Bringing XDG Desktop Portal support to Emacs

Sandboxes, like those of bwrap and systemd, are an effective way to secure your system from applications you don't or can't trust.

I may trust Emacs, but I don't trust myself to audit every single line of code (built-in or third-party) that the Emacs Lisp interpreter evaluates. Additionally, I may trust in the security of Chromium's provided sandbox, but I don't trust that it's infallible; no software is.

I do however put great effort to keep things secure which is why the most vulnerable parts of my system, the applications which are first and foremost a presentation layer over other people's code, are sandboxed either via bwrap if an executable or systemd if a daemon.

Sandboxing Emacs and reducing its attack vector to an acceptable level has been a very tedious and error-prone process for me, here's an excerpt from my emacs.service file constituting the unit's security policy:

# ~/.config/systemd/user/emacs.service

[Service]
# ...
SystemCallArchitectures=native
LockPersonality=yes
ProtectSystem=strict
ProtectClock=yes
ProtectHostname=yes
ProtectProc=invisible
ProtectKernelTunables=yes
ProtectKernelModules=yes
ProtectKernelLogs=yes
ProtectControlGroups=yes
PrivateUsers=yes
PrivateDevices=yes
PrivateTmp=yes
RestrictNamespaces=yes
RestrictSUIDSGID=yes
NoNewPrivileges=yes
CapabilityBoundingSet=

Pairing this with a bwrap-sandboxed qutebrowser breaks the most ubiquitious functionality across Emacs: following links. When Emacs attempts to follow a link, it's not directly executing the qutebrowser binary with the URI as an argument, instead it calls a script that is silently shadowing it.

Shadowing a program is achieved by creating a script with an identical name as the original program, but storing it in a path preceeding that of the original program.

Emacs can't spawn a qutebrowser process because the unit's security policy prohibits it from spawning a nested sandbox. So, what are we supposed to do then?

It's quite easy actually, the Freedesktop/Flatpak team have already encountered this problem and worked out a thorough and well-architectured solution known as xdg-desktop-portal.

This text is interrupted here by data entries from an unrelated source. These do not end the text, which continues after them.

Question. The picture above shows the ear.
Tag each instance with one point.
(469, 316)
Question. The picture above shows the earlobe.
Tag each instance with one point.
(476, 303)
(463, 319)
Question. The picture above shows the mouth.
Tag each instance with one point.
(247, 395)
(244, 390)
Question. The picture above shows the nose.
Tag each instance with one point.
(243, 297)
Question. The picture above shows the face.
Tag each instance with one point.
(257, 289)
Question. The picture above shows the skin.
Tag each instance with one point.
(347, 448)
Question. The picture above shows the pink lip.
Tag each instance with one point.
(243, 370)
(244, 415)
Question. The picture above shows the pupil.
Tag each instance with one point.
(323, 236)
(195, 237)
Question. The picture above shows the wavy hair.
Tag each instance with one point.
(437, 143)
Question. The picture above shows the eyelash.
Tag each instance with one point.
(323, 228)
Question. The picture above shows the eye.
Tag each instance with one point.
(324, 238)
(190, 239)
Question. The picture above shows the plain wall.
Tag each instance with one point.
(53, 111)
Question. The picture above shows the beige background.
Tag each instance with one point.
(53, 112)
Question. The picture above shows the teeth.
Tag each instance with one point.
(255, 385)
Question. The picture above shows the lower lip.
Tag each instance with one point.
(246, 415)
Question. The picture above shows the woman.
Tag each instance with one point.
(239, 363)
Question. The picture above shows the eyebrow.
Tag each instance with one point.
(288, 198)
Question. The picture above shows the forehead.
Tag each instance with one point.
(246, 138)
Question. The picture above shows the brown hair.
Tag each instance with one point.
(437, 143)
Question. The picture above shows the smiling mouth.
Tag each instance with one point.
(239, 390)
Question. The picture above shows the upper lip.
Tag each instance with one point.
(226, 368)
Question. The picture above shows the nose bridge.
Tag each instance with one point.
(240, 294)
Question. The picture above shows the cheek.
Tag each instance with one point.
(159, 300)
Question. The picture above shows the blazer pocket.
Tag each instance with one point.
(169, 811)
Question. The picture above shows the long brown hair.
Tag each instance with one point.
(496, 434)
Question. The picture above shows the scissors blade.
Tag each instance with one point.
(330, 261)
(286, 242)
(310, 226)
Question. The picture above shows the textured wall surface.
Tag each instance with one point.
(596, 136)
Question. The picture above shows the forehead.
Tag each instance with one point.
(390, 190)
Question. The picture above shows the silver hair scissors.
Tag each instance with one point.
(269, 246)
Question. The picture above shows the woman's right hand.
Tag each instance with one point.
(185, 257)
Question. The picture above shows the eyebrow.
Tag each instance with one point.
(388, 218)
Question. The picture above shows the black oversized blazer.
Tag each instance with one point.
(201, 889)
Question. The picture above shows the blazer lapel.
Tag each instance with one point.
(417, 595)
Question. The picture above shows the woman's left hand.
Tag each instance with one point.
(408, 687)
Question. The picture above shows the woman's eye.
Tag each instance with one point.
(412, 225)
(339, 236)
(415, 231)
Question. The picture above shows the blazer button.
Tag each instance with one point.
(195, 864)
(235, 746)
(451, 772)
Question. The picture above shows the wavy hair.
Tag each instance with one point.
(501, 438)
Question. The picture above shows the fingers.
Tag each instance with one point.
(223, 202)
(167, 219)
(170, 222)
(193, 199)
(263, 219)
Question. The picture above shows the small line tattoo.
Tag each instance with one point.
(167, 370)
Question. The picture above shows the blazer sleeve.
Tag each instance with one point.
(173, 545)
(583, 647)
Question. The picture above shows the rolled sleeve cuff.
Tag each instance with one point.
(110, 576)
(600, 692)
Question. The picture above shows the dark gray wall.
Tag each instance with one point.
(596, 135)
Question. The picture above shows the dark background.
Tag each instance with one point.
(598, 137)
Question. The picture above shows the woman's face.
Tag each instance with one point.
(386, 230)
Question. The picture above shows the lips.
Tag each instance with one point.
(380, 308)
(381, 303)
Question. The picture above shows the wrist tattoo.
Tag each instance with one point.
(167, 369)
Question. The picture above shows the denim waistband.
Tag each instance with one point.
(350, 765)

What we require is the OpenURI method from the org.freedesktop.portal.OpenURI interface which forwards a given URI to its associated application. Sounds good, Emacs has excellent D-Bus support, we first need a function that forwards the URI [1] to the portal:

(require 'dbus)
(defun browse-url-xdg-desktop-portal (url &rest args)
  "Open URI via a portal backend."
  (dbus-call-method :session
            "org.freedesktop.portal.Desktop"
            "/org/freedesktop/portal/desktop"
            "org.freedesktop.portal.OpenURI"
            "OpenURI"
            "" url '(:array :signature "{sv}")))

And to then set the default browser function to it:

(setopt browse-url-browser-function #'browse-url-xdg-desktop-portal)

Opening links should now work seamlessly across Emacs.